As mãos pálidas alcançaram os ombros do mais alto, forçando-o a se abaixar. Com o rosto do menino ao seu alcance, a jovem pressionou seus lábios contra a bochecha dele.

A sensação que sentia era algo completamente novo. A respiração quente em sua orelha e o toque macio em sua bochecha duraram apenas alguns segundos, mas foi mais que o suficiente para fazê-lo se sentir nas nuvens.

Ao recobrar os sentidos, Brendan abriu os olhos e viu que May já estava na porta de sua casa.

“Quanto tempo passou desde que ela se afastou de mim?”, perguntou-se Brendan.

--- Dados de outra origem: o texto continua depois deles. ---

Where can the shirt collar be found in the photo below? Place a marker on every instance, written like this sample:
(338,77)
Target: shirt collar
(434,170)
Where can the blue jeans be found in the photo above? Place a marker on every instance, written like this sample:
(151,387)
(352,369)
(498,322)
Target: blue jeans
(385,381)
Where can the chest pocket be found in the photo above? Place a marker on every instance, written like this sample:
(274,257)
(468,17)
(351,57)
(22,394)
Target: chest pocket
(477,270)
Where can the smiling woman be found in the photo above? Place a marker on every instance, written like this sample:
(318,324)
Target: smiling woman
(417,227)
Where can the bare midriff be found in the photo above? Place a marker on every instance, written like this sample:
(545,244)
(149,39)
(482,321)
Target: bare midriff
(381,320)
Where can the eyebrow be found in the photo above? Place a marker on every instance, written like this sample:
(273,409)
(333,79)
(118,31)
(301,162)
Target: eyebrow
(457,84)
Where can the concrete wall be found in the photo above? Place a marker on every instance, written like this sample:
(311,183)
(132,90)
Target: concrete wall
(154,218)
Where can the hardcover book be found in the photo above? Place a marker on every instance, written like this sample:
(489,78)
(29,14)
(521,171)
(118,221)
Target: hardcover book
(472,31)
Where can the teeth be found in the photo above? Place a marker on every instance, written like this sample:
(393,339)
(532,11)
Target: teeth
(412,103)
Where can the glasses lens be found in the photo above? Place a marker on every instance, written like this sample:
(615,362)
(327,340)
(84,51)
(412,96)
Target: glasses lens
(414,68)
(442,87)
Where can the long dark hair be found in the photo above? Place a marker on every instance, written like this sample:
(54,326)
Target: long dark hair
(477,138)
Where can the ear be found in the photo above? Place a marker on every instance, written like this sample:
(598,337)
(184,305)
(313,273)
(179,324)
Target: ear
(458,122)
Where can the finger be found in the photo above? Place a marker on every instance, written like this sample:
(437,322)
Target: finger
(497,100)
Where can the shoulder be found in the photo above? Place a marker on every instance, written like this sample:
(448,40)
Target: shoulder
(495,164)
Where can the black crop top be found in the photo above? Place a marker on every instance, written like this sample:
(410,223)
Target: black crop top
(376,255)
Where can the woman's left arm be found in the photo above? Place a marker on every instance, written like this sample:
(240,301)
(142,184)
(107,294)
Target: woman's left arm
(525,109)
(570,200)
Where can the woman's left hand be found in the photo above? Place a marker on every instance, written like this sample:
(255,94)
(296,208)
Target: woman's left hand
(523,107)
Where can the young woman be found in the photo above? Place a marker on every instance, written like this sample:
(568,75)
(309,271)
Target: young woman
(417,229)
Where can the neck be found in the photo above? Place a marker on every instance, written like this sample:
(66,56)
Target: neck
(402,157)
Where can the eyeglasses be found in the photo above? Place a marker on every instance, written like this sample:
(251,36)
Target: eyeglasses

— Mais uma vez, obrigada por me acompanhar — May disse, enquanto destrancava a porta.

O Luster via o rosto corado da Hayami e sentia que devia dizer algo antes dela entrar.

— May, eu não vou permitir que nos separem de novo. Eu reforço minha promessa; sempre estarei ao seu lado!

Ao ouvir as palavras de Brendan, May sentiu seu coração aquecer novamente. Ela sabia que os vizinhos muito provavelmente estavam os espiando, mas realmente queria responder.

— Eu também! Prometo estar ao seu lado para sempre!

Os corações dos dois batiam freneticamente. Na cabeça de ambos, pairava o pensamento de ignorar todos os problemas vigentes e futuros e se declararem.